We are at the dinner party sponsored by IBM now. Last night at the intel party there were no liquor, but the wine and beer brands were free. Tonight there are liquor and cocktails, but you have to pay for any drinks. Well, I a screwdriver is fine. We had a steak for the dinner. Someone asked to check my badge right now, and after that he told me that I better show off my hip flask as drinking is not allowed here! Well, IBM they are. I was using my hip flask to drink some gins. He told me that I better put it in my bag or I will lose my head. So I left the room as my objection.

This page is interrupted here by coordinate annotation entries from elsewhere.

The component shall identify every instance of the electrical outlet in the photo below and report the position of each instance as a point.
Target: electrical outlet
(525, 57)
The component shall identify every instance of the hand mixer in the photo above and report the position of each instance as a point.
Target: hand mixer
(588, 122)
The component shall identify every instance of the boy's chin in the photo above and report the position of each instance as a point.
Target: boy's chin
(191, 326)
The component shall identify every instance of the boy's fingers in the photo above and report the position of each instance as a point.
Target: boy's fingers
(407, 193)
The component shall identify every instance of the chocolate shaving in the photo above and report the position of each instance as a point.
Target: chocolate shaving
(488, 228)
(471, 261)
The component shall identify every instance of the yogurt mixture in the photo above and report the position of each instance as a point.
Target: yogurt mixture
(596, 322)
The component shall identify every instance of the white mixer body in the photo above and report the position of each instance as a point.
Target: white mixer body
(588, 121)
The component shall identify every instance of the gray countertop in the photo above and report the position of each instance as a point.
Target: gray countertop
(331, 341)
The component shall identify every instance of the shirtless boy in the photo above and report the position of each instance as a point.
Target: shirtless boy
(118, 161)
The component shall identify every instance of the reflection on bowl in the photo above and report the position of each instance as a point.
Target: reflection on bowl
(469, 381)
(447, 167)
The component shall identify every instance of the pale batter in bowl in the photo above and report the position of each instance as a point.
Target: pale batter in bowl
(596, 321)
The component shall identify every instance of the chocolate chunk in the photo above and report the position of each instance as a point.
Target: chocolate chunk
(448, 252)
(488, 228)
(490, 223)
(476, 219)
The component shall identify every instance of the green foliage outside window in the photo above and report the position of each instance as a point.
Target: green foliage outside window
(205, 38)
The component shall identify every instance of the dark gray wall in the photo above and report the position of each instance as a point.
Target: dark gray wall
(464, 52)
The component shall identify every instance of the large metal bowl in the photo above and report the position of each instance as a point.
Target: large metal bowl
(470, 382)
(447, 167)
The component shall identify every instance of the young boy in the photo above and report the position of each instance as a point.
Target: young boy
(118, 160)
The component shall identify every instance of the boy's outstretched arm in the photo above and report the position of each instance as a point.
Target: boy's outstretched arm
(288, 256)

I jumped out to find some cigarettes, with no luck, so I jumped in a book store. I picked up some postal cards to send to some of you in Iran. Actually I'm going to put 'em all in an envelope and send to the World Trade Center (sed 's/Trade/Computing/'), as some of the would be definitely censored. I'm going to list the cards. Please skip anyone of them if you feel you are the one to receive that. Please let me know whenever you receive the cards. And please don't tell others anything about the cards, as I've not send them any. And please forget all about the card stuff, as I was just kidding. Here they are: Franz Kafka, Untitled, Drinks at the Monkey Bar, Wallpaper, and The Difference is You! Mail me if your guess about what card you are going to get.
When I came back, the party was over, so I took the bus home. I'm getting quite used to the buses, and well, to the coins.
It is late, around the midnight. I bumped out to have a Coca, but fuck, I have 1.40 dollars of coins, and it is 1.50! I tried to fool the machine with euro coins, but it fooled me by rejecting 'em all. So I decided to not drink anything tonight.
Power management stuff: I have now something to work on. The ACPI enabled kernel can recognize if the AC adapter is attached or not, but cannot detect the battery. The sonypi driver, that's better. It recognizes the Fn keys, and it also can report power status, as well as setting the backlight. I should write some apps to attach to the Fn keys, and hack battery status applet from Gnome to fit my situation. The sleep and suspend functionality do not work still.
I went out walking around in the night, when I found four Iranians. They have been playing cards. They are from an MBA delegation.